How a Leading Medical Journal Helped a Pharmaceutical Company Exaggerate Medication Benefits
How excited would you be about a medication that lowered your risk of cardiovascular death, heart attack, or stroke by 1.5%? Excited enough to spend a few thousand dollars a year on the drug? I expect not.
What if, instead, the drug reduced those same terrible outcomes by 20%? That’s probably enough benefit to interest some in the drug.
Well, those statistics come from the same clinical trial, evaluating the same drug. In fact, they present the exact same results, but they simply do it in different ways.
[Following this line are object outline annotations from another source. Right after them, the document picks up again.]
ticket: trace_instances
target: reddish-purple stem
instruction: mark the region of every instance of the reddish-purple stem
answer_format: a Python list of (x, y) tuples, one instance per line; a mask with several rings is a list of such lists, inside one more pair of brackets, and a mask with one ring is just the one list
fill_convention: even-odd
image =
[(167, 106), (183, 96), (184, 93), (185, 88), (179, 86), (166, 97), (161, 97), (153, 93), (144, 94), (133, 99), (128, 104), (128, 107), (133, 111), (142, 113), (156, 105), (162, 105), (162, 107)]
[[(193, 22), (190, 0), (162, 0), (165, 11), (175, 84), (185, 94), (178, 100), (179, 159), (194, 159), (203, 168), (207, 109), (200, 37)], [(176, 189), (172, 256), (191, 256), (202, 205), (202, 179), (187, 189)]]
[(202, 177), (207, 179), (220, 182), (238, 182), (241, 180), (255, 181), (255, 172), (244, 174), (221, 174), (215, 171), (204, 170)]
The 1.5% number refers to the absolute reduction in the risk of those outcomes—the drug reduced the two-year risk of cardiovascular death, heart attack, and stroke from 7.4% to 5.9%. That’s an important reduction by any account. That’s on par with many medications that have become critical in combating cardiovascular diseases. But that 1.5% reduction sounds much less impressive than the “20% reduction” that the authors describe in the discussion section of their New England Journal article, and was repeated, practically verbatim, by the physician who wrote an accompanying editorial in the same journal.
How can these experts claim a 20% reduction in risk when the study showed only a 1.5% reduction? Because 1.5% is approximately 20% of 7.4%. When summarizing the impact of this drug, the researchers and the editorialist chose to emphasize the relative risk reduction of the treatment rather than the absolute risk reduction.